LISTEN: Cincinnati band Oids' adventurous, rocket-fueled New Wave debut, 'Zonked!'

Formed out of the ashes of Injecting Strangers, Oids takes cues from New Wave and Post Punk and then twists them into their own offbeat image.

After a few years of theatrical, wild-eyed Art Rock and building up their name as one of the best live acts in Cincinnati, Injecting Strangers came to an abrupt halt. After singer Richard Ringer suddenly moved to Los Angeles, in early 2017 the band released the material they’d been working as the Dyin’ to Be Born EP. The three songs were among the band’s best, a culmination of the development of IJ’s intoxicatingly weird, super-adrenalized and highly melodic Prog Pop.

But instead of being left with a feeling of what could have been, IJ fans instead got new beginnings, and Cincinnati got a promising new band.
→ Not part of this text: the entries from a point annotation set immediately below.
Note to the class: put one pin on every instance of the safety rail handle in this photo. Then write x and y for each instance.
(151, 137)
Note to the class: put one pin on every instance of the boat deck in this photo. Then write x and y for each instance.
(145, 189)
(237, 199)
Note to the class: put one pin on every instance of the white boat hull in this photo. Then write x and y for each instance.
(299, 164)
While Ringer started the group Jr. Sun in L.A., the rest of the imaginative musicians — guitarist Peter Foley, bassist Dylan Oseas and drummer Chase Leonard — regrouped and continued writing, shaping the sound of what would become their new band, Oids.
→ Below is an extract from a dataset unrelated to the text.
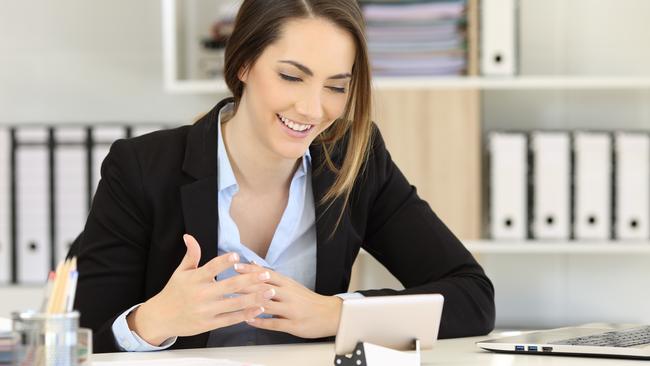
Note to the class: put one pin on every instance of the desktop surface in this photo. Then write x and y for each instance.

“The story behind (Oids) begins with van rides to Injecting Strangers shows,” Foley recently explained to CityBeat in an email. “We would typically listen to new releases and share new albums we each had discovered recently — it could be anything from hip hop to punk to bedroom pop or whatever. However, on the way back home after the show when everyone was exhausted, Richard would sleep in the back seat and the rest of us would put on XTC or Tears for Fears or Peter Gabriel.
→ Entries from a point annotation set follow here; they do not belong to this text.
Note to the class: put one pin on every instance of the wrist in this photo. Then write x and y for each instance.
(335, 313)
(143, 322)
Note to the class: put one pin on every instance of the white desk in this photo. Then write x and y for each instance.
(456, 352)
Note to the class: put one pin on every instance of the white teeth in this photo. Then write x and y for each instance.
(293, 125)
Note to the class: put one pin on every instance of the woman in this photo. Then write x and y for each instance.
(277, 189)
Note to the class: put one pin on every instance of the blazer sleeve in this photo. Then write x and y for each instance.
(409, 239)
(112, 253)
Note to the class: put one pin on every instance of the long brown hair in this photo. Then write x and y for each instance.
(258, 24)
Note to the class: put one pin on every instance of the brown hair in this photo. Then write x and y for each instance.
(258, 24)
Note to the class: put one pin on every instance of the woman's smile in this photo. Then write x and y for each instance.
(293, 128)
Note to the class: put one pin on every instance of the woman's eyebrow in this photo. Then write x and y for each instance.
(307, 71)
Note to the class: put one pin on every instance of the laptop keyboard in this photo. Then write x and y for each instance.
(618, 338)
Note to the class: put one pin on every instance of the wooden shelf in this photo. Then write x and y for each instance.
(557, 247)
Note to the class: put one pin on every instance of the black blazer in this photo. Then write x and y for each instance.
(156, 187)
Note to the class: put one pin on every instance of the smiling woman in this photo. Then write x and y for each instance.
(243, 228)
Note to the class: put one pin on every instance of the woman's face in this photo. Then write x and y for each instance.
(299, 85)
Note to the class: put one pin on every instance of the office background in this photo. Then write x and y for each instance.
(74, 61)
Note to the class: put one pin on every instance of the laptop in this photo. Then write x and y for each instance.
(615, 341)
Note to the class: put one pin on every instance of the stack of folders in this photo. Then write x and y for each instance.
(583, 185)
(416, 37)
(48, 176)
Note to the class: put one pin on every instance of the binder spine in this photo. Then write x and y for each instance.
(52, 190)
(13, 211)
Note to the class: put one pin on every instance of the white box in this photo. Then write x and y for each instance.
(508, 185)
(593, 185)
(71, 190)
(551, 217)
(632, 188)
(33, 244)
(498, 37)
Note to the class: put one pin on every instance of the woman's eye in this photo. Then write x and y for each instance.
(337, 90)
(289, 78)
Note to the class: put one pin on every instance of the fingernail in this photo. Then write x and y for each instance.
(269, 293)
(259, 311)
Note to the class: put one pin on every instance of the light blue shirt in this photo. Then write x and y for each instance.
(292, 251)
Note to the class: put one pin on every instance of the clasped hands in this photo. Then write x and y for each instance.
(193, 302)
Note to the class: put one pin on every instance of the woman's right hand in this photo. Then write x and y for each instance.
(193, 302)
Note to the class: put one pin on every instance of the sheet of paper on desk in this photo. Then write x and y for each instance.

“The three of us wanted to keep playing together and felt that a new wave project would be super fun.”

While Foley stepped up to fill the singing role, he’d also written lots of synth parts, so the group decided to add a keyboardist. After moving from San Francisco to join the project (also playing sax), Oseas’ cousin Nathan — who performs as “Cousin Nathan” — became the final piece of the Oids puzzle.

Oids have been building up buzz on stages around Cincinnati, and this spring they began releasing digital singles in anticipation of their debut album, Zonked! After a soft launch last month as a limited-edition CD, Zonked! is available today digitally. Listen to the whole thing below and click the player to visit the band's Bandcamp page.


If your are aware of Oids’ ’80s-tinted origin story and familiar with Injecting Strangers’ music, you’ll probably come away from listening to Zonked! thinking it is exactly what those ingredients should add up to. But few would go into listening to it knowing what to expect. The influence of synth-infused (and other) bands of the ’80s are evident, but with ¾ of the creative minds behind IJ running the Oids show, the end product is ingeniously constructed with an evident sense of experimentalism. The musicians take those New Wave and Post Punk elements and artfully twist them into their own distinct, slightly warped image.

Zonked! has a herky-jerky, zig-zagging flow on many levels. Besides the offbeat songwriting approach, the musicians’ versatility adds to the endearingly asymmetrical flow. Leonard is one of the city’s most creative drummers, and with Oids he continues to do much more than just keep time; his musicality allows the drums to be able to reshape the entire atmosphere at any moment during a song.

Likewise, Foley’s guitar work frequently vacillates between tones and feels, but his vocals and melodies are even more chameleon-like. On one of the album’s highlights, “Memory Banks,” the vocal swoon and swagger of Adam Ant is conjured, while on the similarly strong “Wrong Man,” Foley uses some hiccupping inflections that recall Dave Wakeling of The English Beat. The synths/keyboards on Zonked! play a relatively ornamental role, adding squishy squiggles, broad atmospherics and other interesting noises.

Zonked! is clearly inspired by ’80 “Alternative” music, but Oids don’t merely mimic the sounds of old XTC, DEVO or Cars records. They chase the spirit of how those classic songs make people feel and maybe borrow a few tricks and tools from the era, but the glaring originality of what they build out of those (and other) parts makes it an almost anti-nostalgic, wildly stimulating carnival ride.